Saturday, 11 February 2012

Continuations...

Eternal Law


Series One ended with a cliffhanger, almost literally, with Zac and Hannah embracing among the crenellations of York Cathedral's roof.  Sadly there may not be a second series, owing to viewing figures as low as two million.  Reviews have been mixed, but we're fans.  Like Pharoah's 'Life on Mars', it took an element of fantasy and a staple TV genre and shook them up together for a fun cocktail with a serious twist.  So why didn't this take flight (deliberate pun, sorry) in the way that LoM did?


The only reasons we can come up with would make Mr Mountjoy groan.  Legal dramas aren't as cool as cop dramas, and angels and devils aren't as cool as Gene Hunt eating Hoops and driving a Cortina.  Yes, folks, a decent script and acting alone gets you nowhere on the darkling plain known as modern England.  As a legal drama it was perhaps twee and peremptory, but there are few legal dramas that can claim otherwise.  We watched for the angels, who were more human than... well, most characters in legal dramas.  When 'Hustle', with its cartoon villains and dubious plots, can run for eight series, it looks like the fallen angels are winning.


Whitechapel


A copycat Jack the Ripper was an intriguing premise.  Secret twinned offspring of the Kray twins was ludicrously off-the-wall.  Now we have a killer who happens to have mimicked the Ratcliffe Highway murders, but unintentionally.  The history has gone from being the mainspring of the drama to a few incidental add-ons.  This series inhabits the same laughs-to-gorefest limbo as 'Midsomer Murders' and leaves the viewer as nonplussed, like watching a car crash of muppets.  

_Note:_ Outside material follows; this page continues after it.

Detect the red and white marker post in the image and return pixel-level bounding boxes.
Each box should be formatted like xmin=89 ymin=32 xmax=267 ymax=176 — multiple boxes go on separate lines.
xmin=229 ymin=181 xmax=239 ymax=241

We can deal with this, provided the stories cohere, but here we were expected to accept a man who killed innocent people to make one selfish one suffer.  This is presumably in a parallel universe where selfish people are extremely sensitive to losing their work colleagues or lazy student housemates?  And then there was the inspired casting of Dave Schneider as a genuinely scary type, who managed to talk his way out of a prison cell, but wasn't the murderer and disappeared into 'thin air'.  Clearly the killer managed to do this, too, having built some kind of labyrinth within suburban houses that enabled him to be everywhere at once.  If you're going to build something up with visual darkness and twanging strings, make the payoff pay off and tie up those loose ends.  Please.


Prisoners' Wives


Rattling along in an agreeable way, though realism has already been sacrificed to drama.  The bailiffs remove all the furniture and threaten Francesca with eviction, but what did her drug dealer husband owe?  It's hard to believe he was given a mortgage, even if he needed one.  Or that, if he owed criminals, they'd have called in legal bailiffs.  If it was down to the Proceeds of Crime Act, why would it take them six years after the conviction to confiscate the goods?


Gemma meanwhile raids her mother-in-law's caravan again to recover her husband's gun, which the police still haven't managed to find.  At this point, they are apparently following her, so they aren't up to much if they don't follow her to a caravan park in the middle of the night.


Inside Men


Rattling along in an even more agreeable way, though we're not quite convinced by John's sudden transformation from straight-down-the-line grey suit to ruthless gang leader and convincing liar.  In January he reluctantly sacked an employee for stealing £20.  In March he's prepared to fake his wife being taken as hostage - unknown to her.